The iconic Jerry Saltz and “bad boy” of art criticism Dave Hickey — who is now in his 80s and rarely seen in the film without a lit cigarette — sprinkle context throughout the documentary, alongside experts such as educator Gordon Knox, Pace Gallery President Marc Glimcher, curator and writer Helen Molesworth, controversial collector Stefan Simchowitz, and Hilde Lynn Helphenstein, a.k.a. “Jerry Gogosian,” who uses memes to poke fun at the, oftentimes, ludicrous nature of the art world.
“One of my favorite questions to walk into these interviews with was asking people to describe what art means to them and for them, and you get different answers from all these people,” Edwards said. “Finding that personal definition for the value of it, the meaning of it, is fun. It’s poetic.”
Turning the same question onto herself, Edwards views art as, first and foremost, a process and a reflection of the world, with each artist creating a space to have a dialogue in a deeply personal way. That pursuit is nothing short of “incredibly selfless and heroic,” she said, a sacrifice that is sometimes misunderstood as quite the opposite — a form of narcissism, selfishness, or self-indulgence, when really, it’s meant for contemplation and connection.
“You’re seeing this shared humanity and it can be so inspiring. That’s what makes it art,” she said. “There isn’t really a language that can capture everything that it does.
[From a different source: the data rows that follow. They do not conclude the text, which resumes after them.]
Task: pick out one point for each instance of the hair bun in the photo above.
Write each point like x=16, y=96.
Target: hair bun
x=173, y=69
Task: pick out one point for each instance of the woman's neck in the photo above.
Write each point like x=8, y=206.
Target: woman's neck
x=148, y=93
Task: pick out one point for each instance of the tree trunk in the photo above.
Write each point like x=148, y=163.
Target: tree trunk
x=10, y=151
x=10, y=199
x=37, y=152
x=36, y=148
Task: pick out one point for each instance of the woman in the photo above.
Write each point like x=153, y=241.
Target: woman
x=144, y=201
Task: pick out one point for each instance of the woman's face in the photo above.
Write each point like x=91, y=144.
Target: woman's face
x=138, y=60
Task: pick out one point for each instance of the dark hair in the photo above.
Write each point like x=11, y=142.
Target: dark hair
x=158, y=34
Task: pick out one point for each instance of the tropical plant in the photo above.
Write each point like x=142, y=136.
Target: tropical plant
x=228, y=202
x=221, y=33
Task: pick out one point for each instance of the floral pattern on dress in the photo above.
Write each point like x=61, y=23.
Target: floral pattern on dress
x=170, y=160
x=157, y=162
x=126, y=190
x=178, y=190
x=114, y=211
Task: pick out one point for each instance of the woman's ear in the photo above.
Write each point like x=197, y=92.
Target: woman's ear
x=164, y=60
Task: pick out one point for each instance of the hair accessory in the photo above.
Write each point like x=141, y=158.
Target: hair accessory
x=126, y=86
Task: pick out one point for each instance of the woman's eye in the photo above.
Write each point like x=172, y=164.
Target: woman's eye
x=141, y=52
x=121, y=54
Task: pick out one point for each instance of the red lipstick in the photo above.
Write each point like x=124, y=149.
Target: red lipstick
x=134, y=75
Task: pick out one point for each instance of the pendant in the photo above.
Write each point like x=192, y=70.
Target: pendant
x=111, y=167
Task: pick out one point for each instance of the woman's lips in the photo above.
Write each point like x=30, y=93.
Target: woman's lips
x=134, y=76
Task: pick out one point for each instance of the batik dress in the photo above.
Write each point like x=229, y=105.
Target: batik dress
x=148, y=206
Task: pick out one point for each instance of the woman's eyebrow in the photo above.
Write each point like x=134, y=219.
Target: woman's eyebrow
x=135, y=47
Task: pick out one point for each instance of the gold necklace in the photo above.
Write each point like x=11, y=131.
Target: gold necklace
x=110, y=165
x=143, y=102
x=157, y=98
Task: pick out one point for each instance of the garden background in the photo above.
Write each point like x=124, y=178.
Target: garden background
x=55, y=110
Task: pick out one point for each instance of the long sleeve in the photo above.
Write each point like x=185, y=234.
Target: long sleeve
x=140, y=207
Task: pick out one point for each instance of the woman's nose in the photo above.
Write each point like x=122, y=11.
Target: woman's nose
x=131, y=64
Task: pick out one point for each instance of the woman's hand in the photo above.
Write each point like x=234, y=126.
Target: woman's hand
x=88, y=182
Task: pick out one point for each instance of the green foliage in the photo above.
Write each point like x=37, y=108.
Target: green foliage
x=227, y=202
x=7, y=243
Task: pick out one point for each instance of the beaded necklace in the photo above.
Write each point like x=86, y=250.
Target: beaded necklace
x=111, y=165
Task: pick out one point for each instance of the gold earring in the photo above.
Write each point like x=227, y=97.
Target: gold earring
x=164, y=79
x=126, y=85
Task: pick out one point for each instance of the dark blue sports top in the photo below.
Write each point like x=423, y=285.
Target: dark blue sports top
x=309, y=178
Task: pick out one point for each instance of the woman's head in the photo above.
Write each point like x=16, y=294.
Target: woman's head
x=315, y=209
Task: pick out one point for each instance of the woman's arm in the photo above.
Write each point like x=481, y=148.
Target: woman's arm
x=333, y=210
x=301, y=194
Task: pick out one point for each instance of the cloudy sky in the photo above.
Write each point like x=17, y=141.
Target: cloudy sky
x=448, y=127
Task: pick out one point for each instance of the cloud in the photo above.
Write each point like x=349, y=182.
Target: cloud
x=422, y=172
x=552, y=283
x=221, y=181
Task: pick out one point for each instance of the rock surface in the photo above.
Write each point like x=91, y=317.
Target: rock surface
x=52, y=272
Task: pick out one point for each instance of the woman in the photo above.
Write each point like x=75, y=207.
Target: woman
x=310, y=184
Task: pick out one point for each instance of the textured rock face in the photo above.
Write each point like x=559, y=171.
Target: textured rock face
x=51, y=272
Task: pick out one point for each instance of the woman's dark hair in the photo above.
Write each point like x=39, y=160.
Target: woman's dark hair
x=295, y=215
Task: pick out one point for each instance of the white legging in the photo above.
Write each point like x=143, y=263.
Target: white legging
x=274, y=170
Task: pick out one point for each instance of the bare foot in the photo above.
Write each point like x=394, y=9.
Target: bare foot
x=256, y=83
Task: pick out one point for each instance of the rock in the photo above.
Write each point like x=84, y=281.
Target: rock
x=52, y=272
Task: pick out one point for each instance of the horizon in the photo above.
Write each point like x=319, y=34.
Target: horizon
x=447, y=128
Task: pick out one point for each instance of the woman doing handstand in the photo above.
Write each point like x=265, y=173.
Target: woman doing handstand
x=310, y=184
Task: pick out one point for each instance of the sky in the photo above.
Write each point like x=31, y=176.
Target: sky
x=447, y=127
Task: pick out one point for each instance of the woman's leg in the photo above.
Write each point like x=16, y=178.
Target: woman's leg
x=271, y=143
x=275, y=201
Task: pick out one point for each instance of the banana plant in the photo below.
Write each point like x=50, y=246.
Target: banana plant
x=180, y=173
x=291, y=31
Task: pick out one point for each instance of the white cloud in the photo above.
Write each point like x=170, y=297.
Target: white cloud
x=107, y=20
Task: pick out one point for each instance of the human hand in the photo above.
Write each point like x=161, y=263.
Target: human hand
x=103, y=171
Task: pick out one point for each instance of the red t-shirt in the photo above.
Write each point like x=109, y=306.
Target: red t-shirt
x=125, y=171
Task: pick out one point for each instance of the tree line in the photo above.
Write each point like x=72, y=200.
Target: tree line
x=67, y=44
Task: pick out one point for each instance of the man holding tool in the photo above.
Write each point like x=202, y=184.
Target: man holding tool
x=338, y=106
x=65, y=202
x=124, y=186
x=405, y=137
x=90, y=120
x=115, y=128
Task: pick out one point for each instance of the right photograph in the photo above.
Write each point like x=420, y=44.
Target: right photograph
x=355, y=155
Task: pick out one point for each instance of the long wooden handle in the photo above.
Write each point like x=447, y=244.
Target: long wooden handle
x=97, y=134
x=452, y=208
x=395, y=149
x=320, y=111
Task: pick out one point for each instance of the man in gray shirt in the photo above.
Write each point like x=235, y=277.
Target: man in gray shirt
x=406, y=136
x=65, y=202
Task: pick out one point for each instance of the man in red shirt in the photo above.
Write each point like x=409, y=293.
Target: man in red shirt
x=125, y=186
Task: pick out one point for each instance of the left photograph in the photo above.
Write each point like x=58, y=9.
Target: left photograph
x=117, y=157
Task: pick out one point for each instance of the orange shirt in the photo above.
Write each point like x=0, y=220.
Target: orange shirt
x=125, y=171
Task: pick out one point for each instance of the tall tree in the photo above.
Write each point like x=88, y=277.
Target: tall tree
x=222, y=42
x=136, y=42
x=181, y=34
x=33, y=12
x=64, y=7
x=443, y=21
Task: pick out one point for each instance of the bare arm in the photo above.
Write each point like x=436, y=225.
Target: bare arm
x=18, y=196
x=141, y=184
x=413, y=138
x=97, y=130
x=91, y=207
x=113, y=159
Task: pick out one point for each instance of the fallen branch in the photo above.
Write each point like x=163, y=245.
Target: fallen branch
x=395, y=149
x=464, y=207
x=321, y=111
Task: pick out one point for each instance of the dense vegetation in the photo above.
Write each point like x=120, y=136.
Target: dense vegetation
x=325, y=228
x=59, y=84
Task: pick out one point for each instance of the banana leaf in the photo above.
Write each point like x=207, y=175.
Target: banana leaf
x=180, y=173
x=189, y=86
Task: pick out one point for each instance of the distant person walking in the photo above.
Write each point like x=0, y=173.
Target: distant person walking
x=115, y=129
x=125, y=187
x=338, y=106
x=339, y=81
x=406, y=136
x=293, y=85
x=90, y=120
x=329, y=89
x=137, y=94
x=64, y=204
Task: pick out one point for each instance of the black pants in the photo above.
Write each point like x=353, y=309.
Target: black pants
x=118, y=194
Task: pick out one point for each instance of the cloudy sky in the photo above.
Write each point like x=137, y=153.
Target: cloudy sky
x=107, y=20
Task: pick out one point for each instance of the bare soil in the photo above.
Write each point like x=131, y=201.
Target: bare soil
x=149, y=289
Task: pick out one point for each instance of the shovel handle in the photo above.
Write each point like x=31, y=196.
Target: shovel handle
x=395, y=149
All I can say is it does more than most people understand, and I will spend my whole life trying to open people’s eyes up to that.”
Edwards and her team began shooting in 2019, traveling from New York and Los Angeles to Malibu and Detroit to meet with their talent. Her vision for a film about the art world was coming together just as she’d imagined, the director said, when the pandemic hit.
“You can’t pretend like it’s not happening,” she said. “We felt like we were kind of close to done with filming, so at that point, the entire world that we had been documenting starts to change in real time, and we realized it’s gonna take us several more months to document this unforeseeable game changer.
“At this point, we’d set up this world and we talked to all these disrupters who are saying, ‘Things need to change,’” she continued. “Well, now things are changing.”
The pandemic not only shifted the story, but it also supercharged the narrative, Edwards said. As the team edited 100 hours of footage into 90 minutes — mostly discussed and reviewed via shared screens on Zoom — the artistic and intellectual challenge proved to be exciting, she said, and highly collaborative.
“We all brought our instincts and our knowledge of this world together, and made decisions and had to hash them out,” she said. “Almost everyone who made it into the film, at some point or another, there was somebody on the team who said they shouldn’t be in it. Once you believed in a character and a storyline, you had to stick to your guns about it.”
Continuously considering the wealth, inequity, systemic racism, lack of public funding and the future of the art world has ultimately left Edwards optimistic, she said, but equally concerned that systems on the brink of destruction will only reinvent themselves.
She hopes that “The Art of Making It” will serve as a tool to spark conversations, and as a reminder that art isn’t simply decorative or a commodity — equipped with a new generation of artists on the rise that has the potential to change the entire game.
“I’m happy with the film, which is a good feeling. I watch it and still like it,” she said. “I feel good about the movie we made, but it also feels like we’re just at the beginning of the journey. It hasn’t met the world yet.”
“The Art of Making It” will screen at 1:15 p.m. on Sunday, October 10, at Guild Hall in East Hampton as part of the Views From Long Island section of the Hamptons International Film Festival. For information, visit hamptonsfilmfest.org.